Chaque produit répond à un besoin différent, et le tableau ci-dessous permet de visualiser rapidement ces arbitrages.
| Critère | SCPI | SIIC (Foncières cotées) | OPCI | Crowdfunding |
|---|---|---|---|---|
| Rendement moyen | 4-5,5% | 3-6% + plus-value | 2-4% | 8-12% |
| Liquidité | Faible (semaines) | Immédiate (bourse) | Moyenne (15 jours) | Nulle (2-3 ans) |
| Volatilité | Très faible | Élevée | Faible | Nulle (capital fixé) |
| Ticket minimum | 200-1000€ | Prix d’une action | 100-1000€ | 1000€ |
| Fiscalité | TMI + 17,2% | PFU 30% ou TMI | TMI + 17,2% | PFU 30% |
| Risque capital | Faible | Moyen-Élevé | Faible | Élevé |
La SCPI reste le véhicule roi pour l’investisseur qui recherche un revenu régulier et stable avec une faible volatilité, acceptant en contrepartie une liquidité limitée et une fiscalité de revenus fonciers. Les autres produits peuvent être utilisés en diversification : les SIIC pour la liquidité, le crowdfunding pour un « booster » de rendement à court terme avec un risque maîtrisé (en diversifiant sur de nombreux projets).

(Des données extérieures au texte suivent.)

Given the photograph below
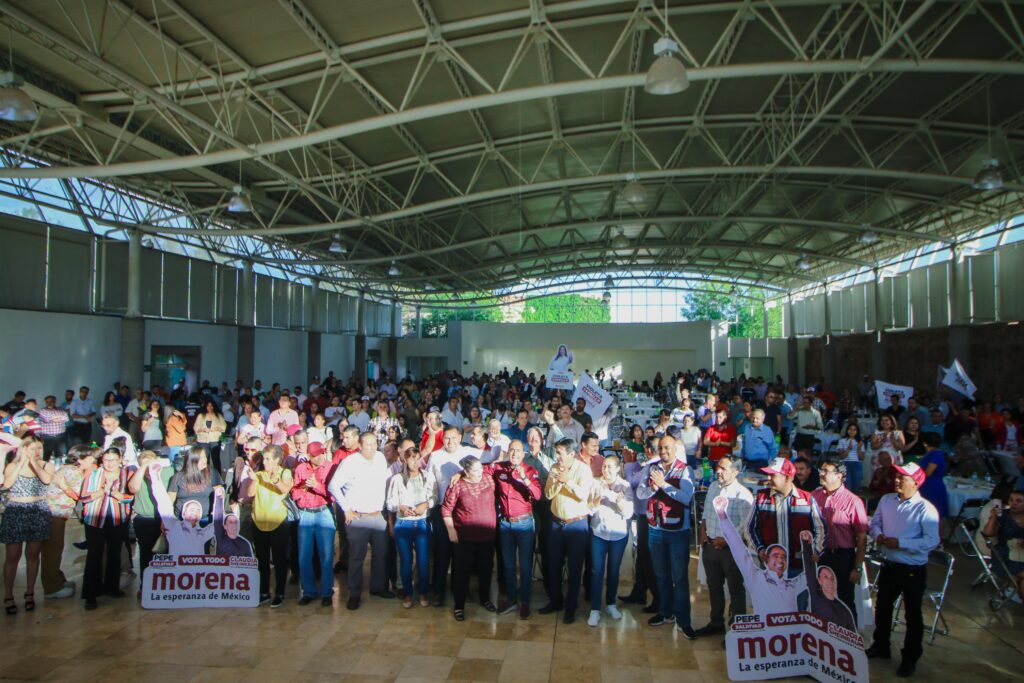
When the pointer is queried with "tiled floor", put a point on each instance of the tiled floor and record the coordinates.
(383, 642)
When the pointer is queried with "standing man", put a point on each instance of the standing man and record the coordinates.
(720, 566)
(905, 527)
(359, 485)
(82, 413)
(759, 441)
(781, 512)
(846, 530)
(668, 486)
(568, 541)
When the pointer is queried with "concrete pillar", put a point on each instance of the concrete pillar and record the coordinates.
(246, 348)
(360, 339)
(132, 325)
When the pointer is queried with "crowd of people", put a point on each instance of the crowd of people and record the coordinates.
(436, 479)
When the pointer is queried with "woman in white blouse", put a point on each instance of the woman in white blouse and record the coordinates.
(411, 495)
(611, 502)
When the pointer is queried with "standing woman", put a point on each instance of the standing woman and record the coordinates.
(209, 428)
(268, 487)
(411, 495)
(851, 450)
(107, 513)
(26, 521)
(153, 437)
(469, 514)
(611, 501)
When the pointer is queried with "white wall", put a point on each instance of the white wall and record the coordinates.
(219, 345)
(45, 353)
(281, 356)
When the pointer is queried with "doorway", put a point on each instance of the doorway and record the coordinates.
(176, 367)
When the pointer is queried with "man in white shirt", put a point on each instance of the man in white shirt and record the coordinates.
(565, 427)
(112, 430)
(720, 567)
(443, 465)
(359, 486)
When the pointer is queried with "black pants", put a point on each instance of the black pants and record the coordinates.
(146, 534)
(908, 581)
(841, 560)
(102, 545)
(54, 447)
(275, 543)
(467, 555)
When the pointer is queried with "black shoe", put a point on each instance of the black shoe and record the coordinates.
(905, 669)
(710, 630)
(658, 620)
(878, 652)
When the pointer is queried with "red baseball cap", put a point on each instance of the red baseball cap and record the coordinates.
(780, 466)
(913, 471)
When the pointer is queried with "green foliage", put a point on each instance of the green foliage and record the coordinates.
(716, 302)
(565, 308)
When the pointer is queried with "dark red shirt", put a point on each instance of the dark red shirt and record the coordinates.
(515, 495)
(721, 433)
(471, 507)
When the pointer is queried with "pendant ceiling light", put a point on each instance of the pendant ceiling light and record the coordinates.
(668, 75)
(15, 104)
(620, 241)
(336, 246)
(240, 202)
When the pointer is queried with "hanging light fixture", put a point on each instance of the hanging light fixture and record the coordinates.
(989, 175)
(620, 241)
(634, 193)
(240, 202)
(668, 75)
(336, 246)
(15, 104)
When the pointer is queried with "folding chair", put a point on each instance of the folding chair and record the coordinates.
(936, 595)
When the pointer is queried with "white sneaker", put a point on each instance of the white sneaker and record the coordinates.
(66, 592)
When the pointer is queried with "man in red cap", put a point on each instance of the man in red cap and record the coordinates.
(781, 512)
(905, 527)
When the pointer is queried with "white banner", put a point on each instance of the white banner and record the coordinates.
(598, 400)
(760, 647)
(955, 378)
(176, 582)
(885, 392)
(561, 380)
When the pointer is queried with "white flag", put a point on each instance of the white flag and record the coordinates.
(598, 400)
(957, 380)
(886, 391)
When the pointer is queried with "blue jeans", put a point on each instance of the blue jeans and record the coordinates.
(413, 535)
(670, 553)
(566, 543)
(316, 529)
(601, 550)
(517, 536)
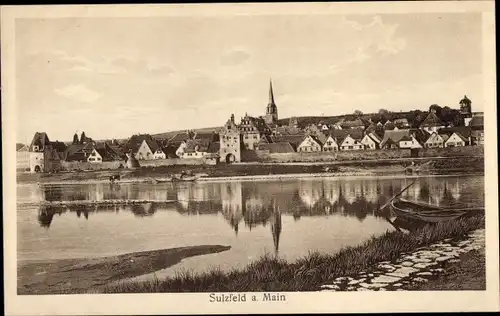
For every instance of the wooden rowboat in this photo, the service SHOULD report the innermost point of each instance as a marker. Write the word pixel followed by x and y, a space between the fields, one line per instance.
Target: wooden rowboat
pixel 422 212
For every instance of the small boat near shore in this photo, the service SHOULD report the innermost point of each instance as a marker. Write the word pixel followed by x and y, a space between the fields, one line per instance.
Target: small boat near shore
pixel 422 212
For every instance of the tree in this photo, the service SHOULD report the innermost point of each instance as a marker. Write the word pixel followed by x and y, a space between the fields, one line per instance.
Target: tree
pixel 83 138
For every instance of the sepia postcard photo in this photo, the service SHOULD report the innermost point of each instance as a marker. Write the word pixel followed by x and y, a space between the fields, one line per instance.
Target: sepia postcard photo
pixel 250 158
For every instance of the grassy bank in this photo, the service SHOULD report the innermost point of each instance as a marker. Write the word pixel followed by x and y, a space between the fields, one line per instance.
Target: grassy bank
pixel 307 274
pixel 80 275
pixel 386 167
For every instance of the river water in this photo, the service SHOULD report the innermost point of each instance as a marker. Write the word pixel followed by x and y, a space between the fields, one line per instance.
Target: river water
pixel 288 218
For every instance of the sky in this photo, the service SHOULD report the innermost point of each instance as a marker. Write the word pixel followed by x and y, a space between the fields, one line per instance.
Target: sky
pixel 114 77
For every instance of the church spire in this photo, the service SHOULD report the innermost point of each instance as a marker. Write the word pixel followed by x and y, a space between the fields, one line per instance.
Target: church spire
pixel 271 95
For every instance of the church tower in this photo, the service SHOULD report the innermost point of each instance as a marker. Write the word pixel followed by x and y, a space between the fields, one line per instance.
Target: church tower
pixel 466 110
pixel 272 110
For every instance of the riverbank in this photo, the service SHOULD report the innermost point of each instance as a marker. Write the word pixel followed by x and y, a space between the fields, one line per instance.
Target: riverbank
pixel 467 273
pixel 70 276
pixel 390 167
pixel 307 274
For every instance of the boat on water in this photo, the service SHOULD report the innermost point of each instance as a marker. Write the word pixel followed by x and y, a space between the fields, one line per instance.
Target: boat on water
pixel 422 212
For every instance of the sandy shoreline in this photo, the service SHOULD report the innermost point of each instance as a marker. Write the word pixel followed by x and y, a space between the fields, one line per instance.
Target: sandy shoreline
pixel 390 174
pixel 81 275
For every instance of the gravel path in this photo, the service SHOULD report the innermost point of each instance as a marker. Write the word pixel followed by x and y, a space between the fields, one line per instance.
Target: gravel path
pixel 413 268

Pour appliquer ces arbitrages à votre situation personnelle, l’étape suivante consiste à réaliser un diagnostic patrimonial complet afin de définir votre stratégie d’investissement sur mesure.
Questions fréquentes sur l’investissement en SCPI
Quelle est la différence entre détenir des SCPI en direct ou via une assurance-vie ?
En assurance-vie, l’assureur est propriétaire des parts et vous garantit la liquidité à tout moment. Vous détenez une unité de compte. En direct, vous êtes propriétaire des parts et dépendez du marché secondaire (offre et demande) pour les revendre, ce qui peut prendre plus de temps.
L’assureur peut-il refuser le rachat de mes unités de compte SCPI ?
En principe, non, l’assureur a une obligation de liquidité envers vous. La seule exception théorique serait l’activation de clauses de sauvegarde exceptionnelles en cas de crise systémique majeure (comme celles prévues par la loi Sapin 2), un mécanisme qui n’a jamais été appliqué aux contrats d’assurance-vie grand public.
Quel est l’avantage fiscal de l’assurance-vie pour les SCPI ?
L’avantage est double. Sur les revenus, après 8 ans de détention du contrat, les gains bénéficient d’une fiscalité très allégée (prélèvement de 7,5% après abattement, plus les prélèvements sociaux) au lieu d’être soumis à votre TMI + 17,2% en détention directe. Pour la transmission, l’assurance-vie offre d’importants abattements fiscaux, ce qui en fait un outil de succession très efficace.